To tackle this skills and growth problem, the Manufacturing Growth Programme, funded by ERDF and delivered by Economic Growth Solutions, has awarded £11.8 million to SME manufacturing across England. This boost is intended to remove barriers to growth, address skills issues and allow the creation of, potentially, 2,500 new jobs.
This funding will also go towards promoting continuous improvements in the business, sustainable practices, leadership and management, increased productivity, and more. Additionally, a set of manufacturing workshops have also been added to this programme, which can contribute to more skilled workers for the industry.
Over 2,000 SMEs have already seen the benefits of the initial funding, which also saw the addition of millions of pounds to the local economy. This £11.8 million extension is expected to produce similar results and add value to manufacturing companies in England.
Because companies also receive a business diagnosis, they have the opportunity to take an in-depth look into their practices as well as the outcomes they’ve been achieving – being aware of this can make all the difference, especially because the diagnosis is tailored to each manufacturer’s needs. With this knowledge, businesses can easily make decisions that will impact them in a positive way.

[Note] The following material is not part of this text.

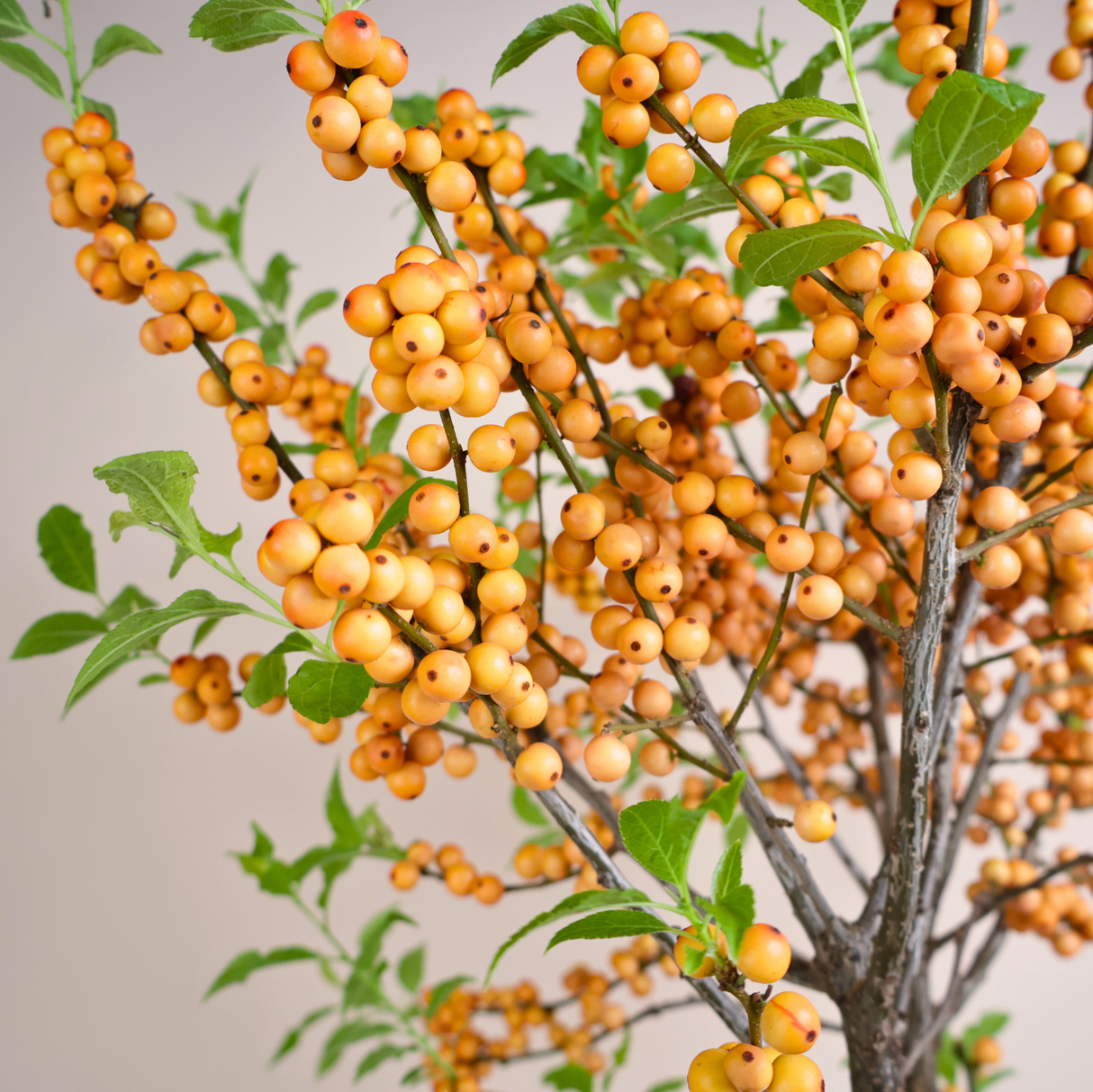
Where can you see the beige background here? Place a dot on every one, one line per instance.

A more skilled workforce will be more innovative and able to offer better insight into manufacturing processes, which will continue to help businesses grow. This growth is not just vital for the businesses themselves; it’s also key to improve the local and national economy.

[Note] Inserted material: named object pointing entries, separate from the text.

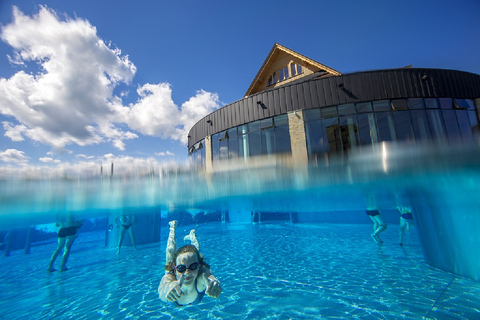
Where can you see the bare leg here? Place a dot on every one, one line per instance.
(172, 242)
(403, 227)
(193, 239)
(60, 245)
(120, 239)
(379, 226)
(66, 252)
(132, 237)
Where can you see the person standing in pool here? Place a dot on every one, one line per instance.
(66, 236)
(379, 224)
(126, 222)
(187, 276)
(406, 217)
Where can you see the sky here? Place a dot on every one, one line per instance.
(84, 84)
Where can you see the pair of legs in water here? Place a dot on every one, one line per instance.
(66, 244)
(379, 225)
(123, 229)
(172, 241)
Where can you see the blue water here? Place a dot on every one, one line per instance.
(268, 271)
(323, 265)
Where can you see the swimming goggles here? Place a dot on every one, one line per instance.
(182, 268)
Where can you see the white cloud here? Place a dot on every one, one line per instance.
(49, 160)
(13, 155)
(163, 154)
(70, 100)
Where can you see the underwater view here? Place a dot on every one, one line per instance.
(285, 243)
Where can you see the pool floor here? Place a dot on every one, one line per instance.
(268, 271)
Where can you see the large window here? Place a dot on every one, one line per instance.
(263, 137)
(337, 129)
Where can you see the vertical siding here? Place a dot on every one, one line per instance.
(357, 87)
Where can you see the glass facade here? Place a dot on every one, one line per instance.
(197, 155)
(338, 129)
(262, 137)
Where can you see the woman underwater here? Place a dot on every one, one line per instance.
(187, 276)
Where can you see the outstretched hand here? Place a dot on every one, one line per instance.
(175, 291)
(214, 288)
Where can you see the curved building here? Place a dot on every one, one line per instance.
(308, 112)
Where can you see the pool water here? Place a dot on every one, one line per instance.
(275, 270)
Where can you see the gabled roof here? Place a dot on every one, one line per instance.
(280, 52)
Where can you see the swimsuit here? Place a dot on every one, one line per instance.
(407, 215)
(68, 231)
(126, 226)
(196, 301)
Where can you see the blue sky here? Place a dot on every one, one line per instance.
(86, 83)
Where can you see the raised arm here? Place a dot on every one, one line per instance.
(214, 288)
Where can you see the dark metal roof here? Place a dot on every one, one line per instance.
(313, 92)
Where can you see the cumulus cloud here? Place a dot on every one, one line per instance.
(163, 154)
(14, 156)
(70, 99)
(49, 160)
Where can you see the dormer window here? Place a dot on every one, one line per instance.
(283, 73)
(296, 69)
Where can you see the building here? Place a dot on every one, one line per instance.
(304, 112)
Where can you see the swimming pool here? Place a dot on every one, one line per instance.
(268, 270)
(318, 263)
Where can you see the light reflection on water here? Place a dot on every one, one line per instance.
(339, 186)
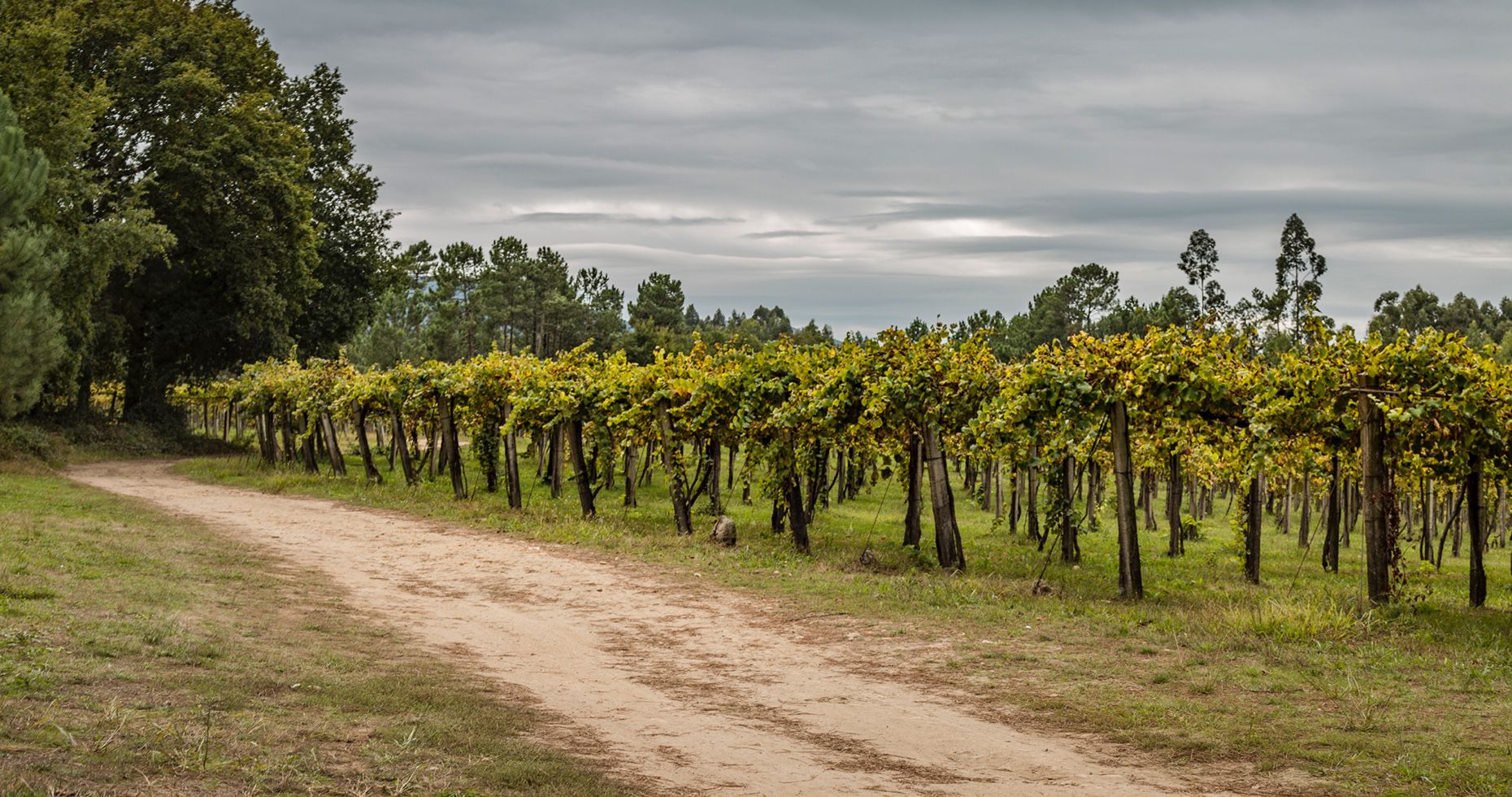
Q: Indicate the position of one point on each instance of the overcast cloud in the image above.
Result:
(870, 162)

Martin Coats, Managing Director of Economic Growth Solutions, said: ‘In October 2016, we had a business support programme to deliver; all staff on the programme have worked incredibly hard to get to where we are today, and we’ve been overwhelmed with the amount of support and progress both the programme and the company have made.’
This support is incredibly important for initiatives such as these. It showcases the interest SMEs have in investing in growth and creates a precedent to carrying on adding value to manufacturers across the country. The programme is available for all SME manufacturers who wish to grow, improve their competitiveness in the market, increase productivity and turnover, create new jobs and introduce new products, services and processes. SMEs in the West Midlands, Yorkshire and Humber, parts of the East Midlands and the South East, just to mention a few, will be able to benefit from this boost.
Companies that apply for this initiative will receive so much more than money. According to Dean Barnes, regional director of the Manufacturing Growth Programme, ‘our Manufacturing Growth managers are trusted experts that understand the language MDs are talking and, through a new manufacturing diagnostic tool can guide them on making the right decisions, before bringing in specialists on specific issues they are facing or opportunities they’re looking to explore.’
Programmes such as these are invaluable and should be taken advantage of by manufacturers, who will likely see results within a short period of time.
As an investment casting company, Dean Group believes that supporting manufacturers and contributing to a more skilled workforce is of the utmost importance. Because it’s important to bridge the skills gap in the manufacturing industry, we are always investing in people in order to combat this issue, such as training our shop floor personnel in the intricacies of our processes.